NEW ORLEANS — A femoral neck T score predicts hip fracture risk in women with type 2 diabetes, but the risk is higher for a given T score and age compared with women who do not have diabetes, a multicenter study has shown.

“These findings indicate that bone mineral density T score is useful for clinical evaluation of hip fracture risk in women with type 2 diabetes, but a higher bone mineral density threshold is appropriate for diagnosis of osteoporosis compared with nondiabetic women,” researchers led by Ann V. Schwartz, Ph.D., of the department of epidemiology and biostatistics at the University of California, San Francisco, noted in a poster session at the annual scientific sessions of the American Diabetes Association.

Established methods for predicting fracture from BMD T score and age “may not apply to patients with type 2 diabetes,” the researchers wrote, because older adults with the disease “have increased risk of hip fracture in spite of higher average bone mineral density.”

To compare the fracture risk prediction in older women with and without type 2 diabetes, Dr. Schwartz and her associates used data from the National Institutes of Health-funded Study of Osteoporotic Fractures, a longitudinal cohort trial of white women aged 65 and older at four clinical centers in the United States. At the first follow-up visit, dual-energy x-ray absorptiometry ascertained hip bone mineral density in 7,917 women, including 520 with self-reported type 2 diabetes.

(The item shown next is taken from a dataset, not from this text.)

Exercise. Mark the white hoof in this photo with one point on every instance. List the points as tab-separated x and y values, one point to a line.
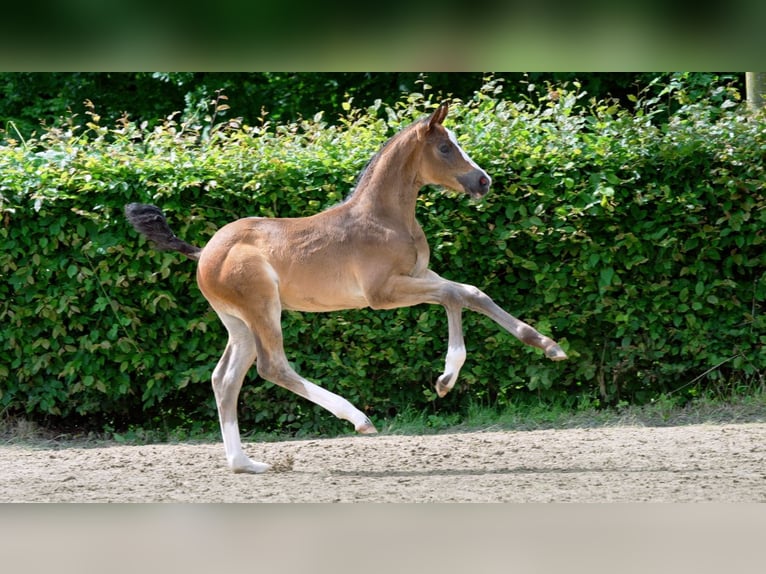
243	464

The mean age of those without diabetes was 73 years. Their mean femoral neck score was −1.77, and 563 (7.6%) had more than one hip fracture. The mean age of those with type 2 diabetes was 74 years. Their mean femoral neck score was −1.45, and 47 (9%) had more than one hip fracture.

A Cox regression model that controlled for age and femoral neck T score was used to estimate the 10-year risk of hip fracture, using fractures that occurred after the BMD measurement. This amounted to 68,582 person-years of follow-up.

The researchers found that age-stratified femoral neck T score underestimated the hip fracture risk in women with type 2 diabetes, and determined that the T score should be set 0.6% points higher for women with type 2 diabetes than for their peers who do not have type 2 diabetes.

The study was supported by a research grant from Amgen Inc.